The Tom Anstey Column
Is the magic still worth it?
With Disney announcing charges of more than $200 for a single-day ticket to the Magic Kingdom, questions are mounting over whether the price of enchantment is starting to eclipse the experience itself. Tom Anstey explores these growing costs.
I
remember, around a decade ago, writing about the moment Disney’s Magic Kingdom broke through the $100 barrier for a single-day ticket for the first time. In February 2015, admission to Walt Disney World’s flagship park rose from $99 to $105. A milestone for the attractions industry, the rise while good for Disney also hinted (or maybe even screamed) that the cost of the magic was beginning to stretch far beyond the reach of the average family. There was outrage at the time, but that fury was seemingly short-lived. Guests kept coming, and they kept paying.

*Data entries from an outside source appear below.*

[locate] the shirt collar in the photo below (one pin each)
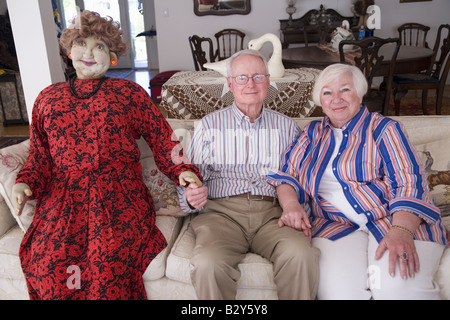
(354, 124)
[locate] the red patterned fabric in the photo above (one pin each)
(94, 233)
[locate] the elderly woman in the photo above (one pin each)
(94, 233)
(372, 215)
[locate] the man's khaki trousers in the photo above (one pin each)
(228, 228)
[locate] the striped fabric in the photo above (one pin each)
(234, 155)
(377, 167)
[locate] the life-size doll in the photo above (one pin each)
(94, 212)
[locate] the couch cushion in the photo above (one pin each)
(430, 137)
(12, 159)
(256, 272)
(7, 221)
(169, 226)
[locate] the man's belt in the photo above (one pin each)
(250, 196)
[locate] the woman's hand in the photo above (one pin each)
(295, 216)
(399, 241)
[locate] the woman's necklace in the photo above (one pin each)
(88, 95)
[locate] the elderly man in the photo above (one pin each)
(235, 148)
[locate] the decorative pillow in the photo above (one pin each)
(12, 159)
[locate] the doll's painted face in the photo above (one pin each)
(90, 57)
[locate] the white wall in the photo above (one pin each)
(35, 36)
(37, 46)
(173, 30)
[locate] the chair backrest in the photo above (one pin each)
(200, 54)
(440, 65)
(369, 61)
(413, 34)
(229, 41)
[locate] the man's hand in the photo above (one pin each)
(189, 177)
(295, 216)
(196, 196)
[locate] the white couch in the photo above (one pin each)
(168, 277)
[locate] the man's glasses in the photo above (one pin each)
(243, 79)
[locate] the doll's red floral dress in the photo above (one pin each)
(94, 233)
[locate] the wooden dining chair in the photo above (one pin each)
(434, 78)
(413, 34)
(229, 41)
(202, 51)
(369, 60)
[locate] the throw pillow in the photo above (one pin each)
(12, 159)
(430, 139)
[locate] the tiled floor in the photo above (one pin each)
(140, 76)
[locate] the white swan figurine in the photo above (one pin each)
(275, 66)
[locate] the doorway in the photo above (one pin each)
(130, 15)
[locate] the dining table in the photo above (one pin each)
(410, 59)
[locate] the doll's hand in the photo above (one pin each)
(189, 177)
(20, 193)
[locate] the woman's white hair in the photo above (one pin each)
(248, 52)
(334, 71)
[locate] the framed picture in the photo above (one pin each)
(221, 7)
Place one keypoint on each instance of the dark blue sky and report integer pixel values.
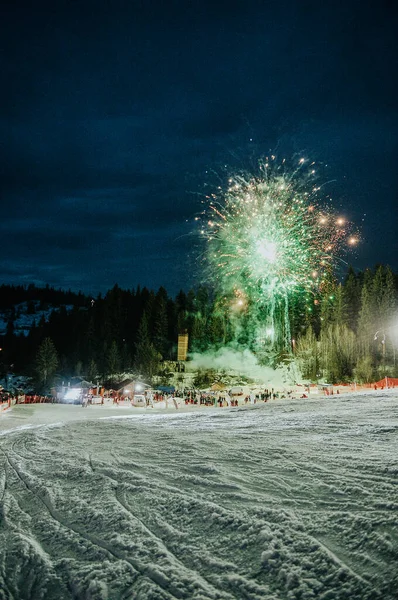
(112, 112)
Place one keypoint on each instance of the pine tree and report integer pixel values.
(352, 298)
(113, 360)
(307, 355)
(46, 362)
(147, 358)
(366, 329)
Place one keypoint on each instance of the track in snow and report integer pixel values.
(283, 501)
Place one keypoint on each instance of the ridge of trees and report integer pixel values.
(134, 330)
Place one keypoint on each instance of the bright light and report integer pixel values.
(267, 250)
(73, 394)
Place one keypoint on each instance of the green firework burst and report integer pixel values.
(272, 238)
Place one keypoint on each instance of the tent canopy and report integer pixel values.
(166, 388)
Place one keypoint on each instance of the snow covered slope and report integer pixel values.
(289, 500)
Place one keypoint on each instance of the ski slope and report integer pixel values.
(287, 500)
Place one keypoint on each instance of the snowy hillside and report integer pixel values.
(25, 318)
(287, 500)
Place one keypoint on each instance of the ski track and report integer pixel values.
(283, 501)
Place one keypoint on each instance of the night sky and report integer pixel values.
(114, 116)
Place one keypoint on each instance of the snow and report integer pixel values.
(293, 499)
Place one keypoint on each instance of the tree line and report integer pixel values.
(348, 334)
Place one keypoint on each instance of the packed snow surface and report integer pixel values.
(287, 500)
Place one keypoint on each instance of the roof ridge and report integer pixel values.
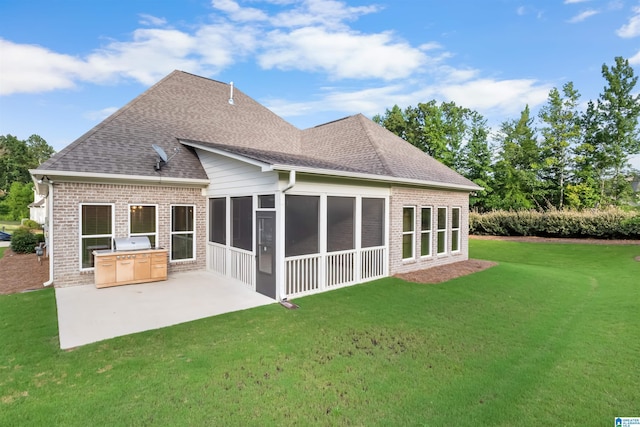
(332, 121)
(78, 141)
(361, 119)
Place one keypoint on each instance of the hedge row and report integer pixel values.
(24, 241)
(602, 224)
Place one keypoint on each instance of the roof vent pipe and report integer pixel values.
(231, 94)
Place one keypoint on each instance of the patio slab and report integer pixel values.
(87, 314)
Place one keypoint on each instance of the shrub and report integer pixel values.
(606, 224)
(23, 241)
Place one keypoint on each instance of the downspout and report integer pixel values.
(292, 181)
(50, 230)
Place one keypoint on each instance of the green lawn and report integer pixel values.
(551, 336)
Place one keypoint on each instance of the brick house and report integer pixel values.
(244, 194)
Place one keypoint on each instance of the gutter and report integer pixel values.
(375, 178)
(292, 181)
(49, 184)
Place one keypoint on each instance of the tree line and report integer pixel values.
(566, 157)
(16, 187)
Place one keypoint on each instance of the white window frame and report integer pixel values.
(412, 232)
(93, 236)
(429, 232)
(442, 231)
(454, 229)
(172, 233)
(155, 233)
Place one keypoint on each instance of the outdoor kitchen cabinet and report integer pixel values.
(115, 268)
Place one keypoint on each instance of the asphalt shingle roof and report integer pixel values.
(186, 107)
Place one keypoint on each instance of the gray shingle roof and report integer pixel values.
(186, 107)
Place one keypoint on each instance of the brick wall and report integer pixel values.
(415, 197)
(66, 222)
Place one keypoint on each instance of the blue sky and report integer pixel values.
(66, 65)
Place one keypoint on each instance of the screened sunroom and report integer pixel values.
(286, 245)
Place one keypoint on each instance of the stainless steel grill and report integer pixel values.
(131, 243)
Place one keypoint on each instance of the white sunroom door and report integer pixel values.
(266, 253)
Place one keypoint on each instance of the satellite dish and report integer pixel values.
(162, 156)
(160, 151)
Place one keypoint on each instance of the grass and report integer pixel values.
(551, 336)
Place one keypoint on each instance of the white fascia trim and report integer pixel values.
(371, 177)
(115, 178)
(265, 167)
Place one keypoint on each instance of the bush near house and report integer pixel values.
(612, 223)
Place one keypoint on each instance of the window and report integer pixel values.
(182, 232)
(96, 231)
(340, 223)
(455, 229)
(301, 225)
(408, 236)
(267, 201)
(242, 222)
(372, 229)
(142, 222)
(425, 232)
(218, 220)
(442, 230)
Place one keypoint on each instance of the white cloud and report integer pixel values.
(313, 36)
(152, 54)
(631, 28)
(583, 16)
(237, 13)
(151, 21)
(341, 54)
(501, 96)
(33, 69)
(327, 13)
(97, 116)
(495, 98)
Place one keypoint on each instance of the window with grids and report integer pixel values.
(442, 230)
(408, 235)
(426, 233)
(455, 229)
(183, 232)
(242, 222)
(218, 220)
(372, 227)
(340, 223)
(96, 231)
(301, 234)
(142, 222)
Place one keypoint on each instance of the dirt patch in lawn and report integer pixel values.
(22, 272)
(447, 272)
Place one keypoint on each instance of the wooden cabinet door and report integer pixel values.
(142, 267)
(159, 266)
(124, 268)
(105, 272)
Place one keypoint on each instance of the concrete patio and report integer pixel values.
(87, 314)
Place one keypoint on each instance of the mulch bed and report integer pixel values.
(22, 272)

Magic 200 If you’d told me ten years ago that a single- day Disney ticket would double in price within a decade, I’d have laughed it off as impossible. Yet here we are.

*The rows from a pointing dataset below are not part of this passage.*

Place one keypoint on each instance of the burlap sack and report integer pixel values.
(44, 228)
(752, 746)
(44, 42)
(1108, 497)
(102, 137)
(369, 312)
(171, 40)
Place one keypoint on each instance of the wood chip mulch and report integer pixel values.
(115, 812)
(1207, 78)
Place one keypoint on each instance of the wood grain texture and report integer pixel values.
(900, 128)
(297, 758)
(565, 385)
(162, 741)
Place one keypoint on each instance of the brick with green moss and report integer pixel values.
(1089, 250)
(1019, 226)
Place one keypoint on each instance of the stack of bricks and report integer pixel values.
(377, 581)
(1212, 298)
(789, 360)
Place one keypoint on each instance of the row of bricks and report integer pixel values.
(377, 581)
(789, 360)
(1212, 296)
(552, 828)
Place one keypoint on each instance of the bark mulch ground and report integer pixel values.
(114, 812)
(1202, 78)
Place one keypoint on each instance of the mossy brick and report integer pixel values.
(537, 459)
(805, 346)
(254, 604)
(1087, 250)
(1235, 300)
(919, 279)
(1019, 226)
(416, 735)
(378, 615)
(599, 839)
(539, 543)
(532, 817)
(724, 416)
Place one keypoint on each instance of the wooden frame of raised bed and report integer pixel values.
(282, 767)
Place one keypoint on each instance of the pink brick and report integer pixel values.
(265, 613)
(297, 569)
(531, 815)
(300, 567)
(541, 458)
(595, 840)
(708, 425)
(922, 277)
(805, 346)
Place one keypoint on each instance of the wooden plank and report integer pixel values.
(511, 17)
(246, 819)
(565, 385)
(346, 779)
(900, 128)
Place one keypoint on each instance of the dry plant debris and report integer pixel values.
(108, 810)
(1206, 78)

The company has announced yet another round of ticket price increases across its US theme parks, with peak-day admission for Magic Kingdom set to surpass $200 for the first time during the 2026 holiday season.
The rise marks the fourth consecutive year of increases across both Florida’s Walt Disney World
and California’s Disneyland Resort. Under the company’s dynamic pricing model, ticket costs vary by date, with the most popular periods such as Thanksgiving, Halloween and Christmas now reaching $209 for a single-day, single-park pass. For families, the sting isn’t much lessened – tickets for children aged three to nine are just $5 cheaper, while only those under three can still enter free of charge. To find a comparable jump, you’d have to look back to 2002, when ticket prices first climbed from around $50 to $100 over the span of 13 years. At this pace, we could see a $400 Disney ticket as early as 2035. That might sound ridiculous, but that’s exactly what I thought a decade ago about a $200 ticket.
About to break? Just like in 2015, Disney’s fanbase has reacted strongly, and it’s not exactly difficult to see why. Regular visitors, many of whom travel from across the world to experience Disney’s parks multiple times a year, have voiced frustration across social media, saying the rising costs are pushing the experience beyond the reach of average families. I can understand the frustration. As a seasoned theme park veteran, someone who is immersed in this industry and everything it creates, I simply cannot justify paying that much to visit a theme park.